Ia menjelaskan, Tari Ghambu dan Tari Theng Terek mencerminkan ekspresi seni pertunjukan khas Sumenep yang sarat nilai estetika dan sejarah.
Sementara Mentho Sumenep sebagai seni pertunjukan rakyat menjadi media kritik sosial sekaligus hiburan tradisional yang membumi.
Adapun Jamasan Pusaka Sumenep merupakan tradisi sakral yang merepresentasikan penghormatan terhadap pusaka dan sejarah leluhur.

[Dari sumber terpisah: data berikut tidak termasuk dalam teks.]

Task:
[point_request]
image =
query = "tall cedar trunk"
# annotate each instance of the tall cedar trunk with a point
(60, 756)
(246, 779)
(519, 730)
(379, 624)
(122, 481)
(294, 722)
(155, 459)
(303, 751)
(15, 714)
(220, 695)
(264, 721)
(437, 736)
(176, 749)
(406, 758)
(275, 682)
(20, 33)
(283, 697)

Sedangkan Bal Budhi menjadi simbol kearifan lokal dalam merawat harmoni sosial dan spiritual masyarakat.

“Pengakuan ini menjadi energi baru bagi kami untuk terus melakukan pendataan, pembinaan, dan regenerasi pelaku budaya. Tantangan terbesar adalah memastikan warisan ini tidak berhenti pada generasi hari ini,” tegasnya.
Faruk menekankan bahwa pelestarian budaya tidak bisa berjalan sendiri. Sinergi dengan Pemerintah Provinsi Jawa Timur menjadi langkah strategis agar program pelestarian di daerah selaras dengan kebijakan tingkat provinsi.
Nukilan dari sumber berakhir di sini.